Herman Melville's historic house

C all me Ishmael in a river valley? In the 1850s, Herman Melville and his family lived here, in a farmhouse in Pittsfield, and he wrote Moby-Dick here — the novel no one read in his lifetime that has rounded the world a century later.

The Berkshires inspired the book. Sitting in his study, at his desk, Melville looked out his study window at the ridge of Mount Greylock. He could see its crest above the grey-blue ridges on the horizon, and he thought of of the back of a sperm whale as it shows above the water for a moment, as the whale takes a breath and then dives.

Now the old yellow clapboard house is the home of the Berkshire Historical Society. It holds exhibits on Melville’s family, the time when he lived here and the Civil war, and the sea. Michael Melle’s straw sculptures show life on farms and ships in the 19th century. And a nature trail runs through the woods and fields.
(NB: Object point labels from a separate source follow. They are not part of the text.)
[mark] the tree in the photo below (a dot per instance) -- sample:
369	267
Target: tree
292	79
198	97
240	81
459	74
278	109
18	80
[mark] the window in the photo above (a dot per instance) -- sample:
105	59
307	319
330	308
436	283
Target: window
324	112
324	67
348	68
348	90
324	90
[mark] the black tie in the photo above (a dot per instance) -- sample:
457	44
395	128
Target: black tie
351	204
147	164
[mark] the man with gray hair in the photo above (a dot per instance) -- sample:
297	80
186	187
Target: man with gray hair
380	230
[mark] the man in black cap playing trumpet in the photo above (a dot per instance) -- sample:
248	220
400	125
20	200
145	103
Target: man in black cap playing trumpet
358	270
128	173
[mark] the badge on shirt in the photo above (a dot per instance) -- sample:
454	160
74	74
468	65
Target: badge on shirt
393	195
Herman Melville wrote Moby-Dick at Arrowhead, his historic house and former farm in Pittsfield.
Photo by Kate Abbott

Leaves of grass

Herman Melville spent summers here at his uncle’s farm as a boy, and in 1850 he and his family moved here from New York City. He had made a name as a writer by then, with his early adventure stories about the south seas. He had served once on a whaler out of New Bedford and walked off the ship in the Marquesas to live on the islands.
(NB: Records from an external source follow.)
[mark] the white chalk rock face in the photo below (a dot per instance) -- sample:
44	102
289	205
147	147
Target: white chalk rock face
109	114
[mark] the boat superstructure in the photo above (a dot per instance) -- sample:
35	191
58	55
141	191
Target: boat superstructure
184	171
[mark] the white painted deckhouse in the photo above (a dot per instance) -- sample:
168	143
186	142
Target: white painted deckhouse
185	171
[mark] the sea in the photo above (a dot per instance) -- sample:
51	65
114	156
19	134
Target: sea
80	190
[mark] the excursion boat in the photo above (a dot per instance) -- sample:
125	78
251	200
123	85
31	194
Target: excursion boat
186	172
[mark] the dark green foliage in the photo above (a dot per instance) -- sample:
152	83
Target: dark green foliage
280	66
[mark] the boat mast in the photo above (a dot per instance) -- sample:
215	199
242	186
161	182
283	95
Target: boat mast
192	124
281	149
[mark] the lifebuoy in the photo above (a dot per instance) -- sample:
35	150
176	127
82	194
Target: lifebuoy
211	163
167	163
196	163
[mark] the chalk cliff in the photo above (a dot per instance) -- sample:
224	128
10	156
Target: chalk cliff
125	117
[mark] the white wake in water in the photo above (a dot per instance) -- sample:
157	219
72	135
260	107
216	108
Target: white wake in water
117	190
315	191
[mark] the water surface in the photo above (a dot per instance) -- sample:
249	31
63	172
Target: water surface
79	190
Here he worked the farm as he worked on his novel, and when he struggled with his family and his writing, sometimes the land gave him peace. He once wrote to Nathaniel Hawthorne, “This ‘all’ feeling … you must often have felt it, lying on the grass on a warm summer’s day. Your legs seem to send out shoots into the earth. Your hair feels like leaves upon your head.”

From the top of Monument Mountain, Mount Greylock shows in the distance. Herman Melville thought it looked like the back of a sperm whale surfacing above the waves.
Monument Mountain / Photo by Kate Abbott

Good omens

When Melville was writing here and getting in the hay, Nathaniel Hawthorne moved into Hawthorne Cottage in Lenox, just up the road. While Hawthorne wrote and published The House of Seven Gables, the two writers became close friends and then abruptly parted ways.

Every year, The Trustees of Reservations re-enact the picnic on Monument Mountain when Hawthorne and Melville first met and talked as they took shelter from a sudden thunderstorm. Guides lead a hike, an hour’s moderate climb up to the ridge, and read from both men’s words as they look out over the valley.